Verbesserte Lebensqualität für Bauer und Kuh

Glaubt man dem Nutztierexperten Uwe Eilers vom Landwirtschaftlichen Zentrum Baden-Württemberg (LAZBW), so hängt der erfolgreiche Einsatz eines AMS davon ab, ob die Tiere in gleichmäßigen Intervallen zum Melken kommen. Und das kann vor allem dann schwierig werden, wenn die Tiere regelmäßig auf die Weide gehen. Denn automatische Melksysteme vertragen sich in der Regel schlecht mit regelmäßigem Weidegang. Und der ist auf Biobetrieben vorgesehen.

Einer Studie von 2013 an der Uni für Ökolandbau in Kassel/Witzenhausen zu Folge mussten die Kühe von fast einem Drittel aller befragten Betriebe, die vorher regelmäßig Weidegang hatten, nach der Einführung eines AMS dauerhaft im Stall bleiben. Zudem wurden die Herdengrößen aufgestockt.

Dort, wo Weidegang noch gewährt wurde, verkleinerte sich die Weidefläche pro Kuh, und zwar im Schnitt von 3500 auf 2000 Quadratmeter je Tier. Weshalb die Tiere ihr Futter hauptsächlich im Stall aufnahmen. So wurde in nahezu der Hälfte aller untersuchten Betriebe tendenziell mehr Kraftfutter gefüttert als vorher.
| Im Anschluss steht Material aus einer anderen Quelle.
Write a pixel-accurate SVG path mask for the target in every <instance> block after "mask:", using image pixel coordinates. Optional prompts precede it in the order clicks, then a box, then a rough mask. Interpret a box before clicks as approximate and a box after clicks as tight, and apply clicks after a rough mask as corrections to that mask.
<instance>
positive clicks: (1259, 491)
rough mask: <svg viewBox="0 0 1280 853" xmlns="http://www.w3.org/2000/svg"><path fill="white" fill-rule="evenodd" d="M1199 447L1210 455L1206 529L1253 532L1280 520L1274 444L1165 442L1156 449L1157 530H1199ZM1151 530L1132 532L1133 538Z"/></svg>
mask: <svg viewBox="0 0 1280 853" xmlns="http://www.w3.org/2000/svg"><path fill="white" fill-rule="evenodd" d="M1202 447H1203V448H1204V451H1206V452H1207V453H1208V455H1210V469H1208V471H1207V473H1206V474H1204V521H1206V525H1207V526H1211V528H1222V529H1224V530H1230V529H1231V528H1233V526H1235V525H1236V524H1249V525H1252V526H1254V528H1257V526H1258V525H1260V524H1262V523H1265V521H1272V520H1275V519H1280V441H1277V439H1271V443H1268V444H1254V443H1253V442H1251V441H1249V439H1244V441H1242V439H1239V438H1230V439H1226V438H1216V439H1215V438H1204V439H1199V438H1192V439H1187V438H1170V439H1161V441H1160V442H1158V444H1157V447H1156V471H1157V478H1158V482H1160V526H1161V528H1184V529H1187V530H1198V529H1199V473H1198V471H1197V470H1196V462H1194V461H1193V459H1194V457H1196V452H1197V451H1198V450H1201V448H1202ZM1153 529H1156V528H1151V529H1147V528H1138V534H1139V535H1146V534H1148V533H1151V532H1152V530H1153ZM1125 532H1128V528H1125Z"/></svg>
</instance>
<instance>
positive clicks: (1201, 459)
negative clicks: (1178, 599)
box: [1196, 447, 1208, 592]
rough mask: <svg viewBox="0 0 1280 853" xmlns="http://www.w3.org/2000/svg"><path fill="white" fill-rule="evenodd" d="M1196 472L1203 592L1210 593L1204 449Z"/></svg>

Andererseits zeigte sich, dass zwei Drittel der Ökobetriebe mit dem System Weidegang und AMS ohne Einschränkung des Weidegangs zurechtkamen. Zu ähnlichen Ergebnissen kam eine aktuelle Untersuchung des LAZBW in der 25 Ökomilchviehbetriebe in Baden-Württemberg und Bayern mit AMS und Weidegang analysiert wurden.

Obwohl die Weidedauer der untersuchten Betriebe sehr unterschiedlich war, kamen die Tiere in den meisten Fällen auf einen täglichen Weidegang von mehr als fünf Stunden, ein Drittel sogar auf mehr als zwölf Stunden.

Einen Vorteil genießen vor allem rangniedere Tiere, weil sie weniger Stress im Wartebereich, beim Treiben in und aus dem Melkstand oder am Fressgitter haben. Sie warten einfach, bis der Zugang zum AMS frei ist. Andererseits kann auf einem Betrieb mit Hörner tragenden Kühen der Melkroboter kaum hundertprozentig ausgelastet werden.

Biobauer Norbert Schnell aus dem Allgäu zeigt sich nach zweijähriger Erfahrung mit dem Melkroboter zufrieden. Zwar hat er seine früheren Portionsweiden auf Standweide umstellen müssen, doch können die Kühe hier arttypische Verhaltensweisen wie Grasen und Sozialverhalten ausleben. Das meiste Gras fressen sie allerdings nun am Futtertisch.

Dafür werden sie zweimal täglich im Fressgitter fixiert. Bei der Gelegenheit überprüft der Bauer in aller Ruhe Euter, Klauen und Allgemeinzustand. Regelmäßige Abläufe ohne Rangeleien, aufmerksame Betreuung, gutes Hygienemanagement - all das hat sich auch positiv auf die Eutergesundheit ausgewirkt. Und der Bauer selbst hat ein deutlich geringeres Arbeitspensum: Freie Nachmittage - früher undenkbar - sind für ihn zur Normalität geworden.